New Groundwater Treatment System Headed to Puente Valley

Construction on a new $40 million groundwater treatment system is underway in Puente Valley, as part of an ongoing cleanup effort at the San Gabriel Valley Superfund Site in the Los Angeles area. To kick things off, a groundbreaking ceremony was held in September to commemorate the project, which is slated for a 2020 completion.

The new treatment system will capture and remove volatile organic compounds, 1, 4 dioxane, perchlorate, and hexavalent chromium from groundwater, according to the Environmental Protection Agency. The Northrop Grumman Systems Corporation will install two miles of underground pipeline and build the groundwater treatment facility, under the direction of the EPA.

Upon completion, the new groundwater plant will remove contaminated water from underground and send it to the facility. On a daily basis, the new facility will treat more than two million gallons of groundwater, ensuring it meets state and federal drinking water standards.

San Gabriel Valley Superfund Background

In September 2011, the EPA ordered Northrup Grumman Systems Corporation to spend approximately $20 million to construct a groundwater cleanup system. The project was designed to address contamination largely caused by the former Benchmark Technology facility in the City of Industry, CA — located within the Superfund sites.

Northrup Grumman’s predecessor, TRW, Inc. owned and operated the Benchmark facility from 1968 to 1983, according to the EPA. At present, site groundwater and soil are contaminated with a variety of VOCs. When inhaled, this can expose people to hazardous substances.

The Puente Valley Superfund site — i.e., San Gabriel Valley Area 4 — is one of four in the San Gabriel Valley. The EPA designated several parts of the San Gabriel Valley as Superfund sites in 1984. It’s believed that 30 square miles of groundwater under the area could be contaminated.

Is Local Drinking Water Currently Safe?

Residents in the City of Industry and La Puente can feel confident their drinking water is safe, according to the EPA. At present, multiple drinking water companies serve the area and uphold state and federal standards.

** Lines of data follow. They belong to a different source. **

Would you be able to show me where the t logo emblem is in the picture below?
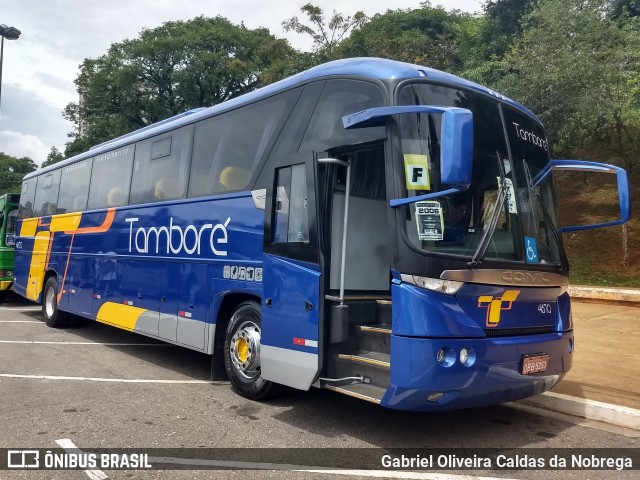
[478,290,520,328]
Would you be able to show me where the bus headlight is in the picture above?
[436,347,456,367]
[400,273,464,295]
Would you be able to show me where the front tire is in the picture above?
[42,277,70,328]
[224,302,281,400]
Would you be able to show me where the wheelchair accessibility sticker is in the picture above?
[524,237,540,263]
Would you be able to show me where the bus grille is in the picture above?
[484,325,556,337]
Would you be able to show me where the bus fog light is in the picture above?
[427,392,444,403]
[436,347,456,367]
[460,347,476,367]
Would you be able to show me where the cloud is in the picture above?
[0,130,51,165]
[0,84,74,158]
[0,0,481,162]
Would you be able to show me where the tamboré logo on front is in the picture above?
[478,290,520,328]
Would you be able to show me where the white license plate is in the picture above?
[520,354,549,375]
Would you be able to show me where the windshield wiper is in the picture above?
[467,151,508,268]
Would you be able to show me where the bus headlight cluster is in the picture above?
[436,347,476,367]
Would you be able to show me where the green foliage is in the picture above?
[0,152,38,195]
[282,3,368,61]
[495,0,640,171]
[40,147,65,168]
[338,2,476,73]
[64,17,294,156]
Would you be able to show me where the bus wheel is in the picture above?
[42,277,69,328]
[224,302,278,400]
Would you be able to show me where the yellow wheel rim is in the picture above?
[236,337,249,363]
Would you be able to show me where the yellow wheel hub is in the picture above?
[236,337,249,363]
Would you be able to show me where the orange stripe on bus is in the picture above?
[64,208,116,234]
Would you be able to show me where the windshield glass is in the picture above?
[396,80,560,263]
[503,107,560,263]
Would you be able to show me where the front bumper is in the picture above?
[381,331,573,411]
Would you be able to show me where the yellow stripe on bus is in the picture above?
[49,212,82,232]
[20,218,38,237]
[96,302,146,332]
[23,232,51,301]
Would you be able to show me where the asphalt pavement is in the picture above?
[523,286,640,430]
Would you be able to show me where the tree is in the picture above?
[498,0,640,172]
[497,0,640,264]
[40,147,65,168]
[282,3,367,59]
[0,152,38,195]
[337,2,475,73]
[64,17,294,156]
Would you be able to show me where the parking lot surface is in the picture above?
[0,299,639,479]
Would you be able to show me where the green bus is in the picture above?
[0,193,20,303]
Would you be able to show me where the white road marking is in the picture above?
[0,306,42,312]
[56,438,109,480]
[0,340,173,347]
[0,320,46,325]
[0,373,216,385]
[149,457,508,480]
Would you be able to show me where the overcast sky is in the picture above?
[0,0,484,164]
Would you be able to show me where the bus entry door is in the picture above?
[260,152,324,390]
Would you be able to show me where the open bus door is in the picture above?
[260,152,324,390]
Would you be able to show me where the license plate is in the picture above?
[521,354,549,375]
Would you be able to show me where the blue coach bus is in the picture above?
[14,58,629,410]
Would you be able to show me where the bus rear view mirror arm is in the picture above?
[532,160,631,232]
[342,105,473,207]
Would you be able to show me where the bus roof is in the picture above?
[30,57,542,179]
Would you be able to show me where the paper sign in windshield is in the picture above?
[404,153,431,190]
[416,201,444,241]
[496,177,518,213]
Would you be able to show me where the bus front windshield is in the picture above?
[397,84,561,264]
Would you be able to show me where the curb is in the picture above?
[517,392,640,430]
[568,285,640,303]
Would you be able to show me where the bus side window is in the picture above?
[58,158,93,213]
[129,125,193,205]
[273,163,309,243]
[189,94,290,197]
[33,170,61,217]
[18,177,38,218]
[87,145,135,210]
[298,80,386,152]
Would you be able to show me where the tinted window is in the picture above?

During California drought years, Northrup Grumman, San Gabriel Valley Water Company, and Suburban Water Systems have worked together to ensure groundwater contamination did not affect the current drinking water production. More than 100 groundwater monitoring wells have been installed in the intermediate zone by the EPA and others involved in the cleanup to monitor contaminated groundwater and assess the performance of the groundwater system.